Vail ruminated on that for a moment, then jumped from her seat. Sebastian flinched. “Sorry,” Vail said. “Would you excuse me for a few minutes? I’ve gotta make a call.”
DeSantos leaned back and looked at her over the top of his tiny glasses. His face said, “You’ve gotta be kidding me.”
But Vail had an idea by the tail—and she needed to firm up her grasp before it had a chance to escape.
51
Vail pushed through the door while simultaneously pulling out her BlackBerry. Dialed Roxxann Dixon.
“I’ve got something, Roxx. You in a place you can talk?”
“I’m sitting in the conference room with the task force.”
“Perfect. Call me back so you can put me on speaker.”
Seconds later, her phone buzzed. “Okay,” Vail said. “I think I’ve put a lot of this shit together. All these parts that were dangling out there, things I couldn’t add up because they didn’t seem to make sense. I think I’ve got it. Or most of it.”
“Go on,” Brix said.
“All of Mayfield’s murders, I had such a hard time profiling him, because the more information we got the less sense it all made to me. Because male serial killers don’t kill for profit. Right?”
“That’s what you kept saying,” Dixon said.
“One thing I’ve learned is there are exceptions to most of what we think is behavioral fact. There are general guidelines and tenets, but people are different. Circumstances are different. And when two converging powers find one another, they discover they have desires and needs that come together in a symbiotic relationship. That’s what we’re talking about here. Symbiosis.”
“Karen,” Austin Mann said, “you’ve lost me.”
“John Mayfield killed because it filled a psychosexual need. He marked the bodies the way he did, severing the breasts, slicing the wrists, yanking off the toenail. He did those things for reasons he wasn’t consciously aware of. He did them because they comforted him. And that made sense to me. It fit our paradigms of serial killer behaviors. But then he also did things that didn’t make sense, that didn’t add up. It was almost like he was a schizophrenic killer. The male victim, for one. That didn’t fit.”
“And you’ve figured it out,” Gordon said.
“I think so.” Vail thought another moment, then continued. “It seemed at times like he was killing for a profit motive, while at other times the victims appeared to be unrelated. So here’s what I think was going on. John Mayfield was a bona fide serial killer, with classic childhood pathologies that shaped him into what he became: someone who was selecting victims that reminded him of his mother. But there was more to this than just the classic serial killer behavioral patterns. He was working with César Guevara. This is where the symbiosis comes into play.
“Mayfield was a psychopath, but the reason why some of his victims didn’t match his ritual was because he was killing vics chosen for him, by Guevara. And they used his behavioral murder patterns as a cover to divert attention from the Guevara-ordered killings, so no one would suspect they were contract kills. And we fell into that trap.”

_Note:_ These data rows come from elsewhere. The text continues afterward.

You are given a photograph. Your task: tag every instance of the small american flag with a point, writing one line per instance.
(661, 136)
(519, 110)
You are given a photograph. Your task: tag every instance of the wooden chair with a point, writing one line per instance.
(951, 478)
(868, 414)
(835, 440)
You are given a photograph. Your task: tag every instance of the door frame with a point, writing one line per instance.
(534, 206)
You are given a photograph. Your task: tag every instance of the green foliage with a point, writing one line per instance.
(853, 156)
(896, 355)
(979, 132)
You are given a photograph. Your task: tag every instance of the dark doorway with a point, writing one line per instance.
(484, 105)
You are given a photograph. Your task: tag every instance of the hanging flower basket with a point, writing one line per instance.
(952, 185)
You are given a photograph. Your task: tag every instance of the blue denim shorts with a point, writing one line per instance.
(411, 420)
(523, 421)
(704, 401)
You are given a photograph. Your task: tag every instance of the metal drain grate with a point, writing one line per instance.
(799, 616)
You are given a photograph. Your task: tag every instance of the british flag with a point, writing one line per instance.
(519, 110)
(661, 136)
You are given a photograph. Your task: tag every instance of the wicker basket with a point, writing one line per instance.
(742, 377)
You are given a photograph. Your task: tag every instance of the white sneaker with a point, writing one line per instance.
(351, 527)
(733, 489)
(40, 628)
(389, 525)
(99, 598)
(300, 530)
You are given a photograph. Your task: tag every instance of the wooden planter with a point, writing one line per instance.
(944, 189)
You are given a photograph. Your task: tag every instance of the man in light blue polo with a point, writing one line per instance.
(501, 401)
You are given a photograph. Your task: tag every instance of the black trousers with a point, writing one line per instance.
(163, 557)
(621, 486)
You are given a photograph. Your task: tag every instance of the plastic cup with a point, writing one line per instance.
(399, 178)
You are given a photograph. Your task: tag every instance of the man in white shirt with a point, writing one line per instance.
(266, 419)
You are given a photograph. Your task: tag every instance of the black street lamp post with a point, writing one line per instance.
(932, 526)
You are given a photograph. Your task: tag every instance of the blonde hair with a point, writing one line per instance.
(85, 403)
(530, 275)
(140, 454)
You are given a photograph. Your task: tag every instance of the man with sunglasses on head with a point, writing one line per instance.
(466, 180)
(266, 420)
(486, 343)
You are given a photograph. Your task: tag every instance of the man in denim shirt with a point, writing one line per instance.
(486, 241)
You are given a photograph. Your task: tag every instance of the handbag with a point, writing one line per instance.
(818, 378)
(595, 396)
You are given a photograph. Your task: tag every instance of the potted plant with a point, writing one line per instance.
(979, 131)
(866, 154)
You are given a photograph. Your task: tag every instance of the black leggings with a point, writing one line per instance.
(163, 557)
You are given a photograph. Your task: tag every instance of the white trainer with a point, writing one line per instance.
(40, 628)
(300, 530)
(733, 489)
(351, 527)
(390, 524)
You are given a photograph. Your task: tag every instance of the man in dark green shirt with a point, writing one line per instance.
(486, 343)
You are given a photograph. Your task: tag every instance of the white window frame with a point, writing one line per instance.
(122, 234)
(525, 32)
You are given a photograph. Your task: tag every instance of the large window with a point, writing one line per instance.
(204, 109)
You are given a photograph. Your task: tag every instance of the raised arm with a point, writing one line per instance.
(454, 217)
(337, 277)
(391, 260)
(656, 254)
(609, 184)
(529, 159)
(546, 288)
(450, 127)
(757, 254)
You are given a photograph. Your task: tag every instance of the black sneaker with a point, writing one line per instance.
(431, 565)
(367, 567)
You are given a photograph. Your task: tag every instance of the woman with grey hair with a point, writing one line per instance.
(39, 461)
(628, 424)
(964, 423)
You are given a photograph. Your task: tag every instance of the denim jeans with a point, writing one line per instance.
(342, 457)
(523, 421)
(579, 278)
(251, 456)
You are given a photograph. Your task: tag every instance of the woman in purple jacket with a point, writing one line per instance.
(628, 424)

“But what’s Guevara’s role?” Gordon asked. “Why did he choose these particular victims?”
“Guevara’s a lieutenant with the Cortez drug cartel. They smuggle liquid cocaine in wine bottles all over the country. Heroin and LSD in the labels. And the synthetic corks—they have ultra high potency, very expensive Fentanyl hidden within them.”
“That’s why,” Dixon said, “Superior almost exclusively uses synthetic corks—because they can hollow them out and fill the inside with drugs.”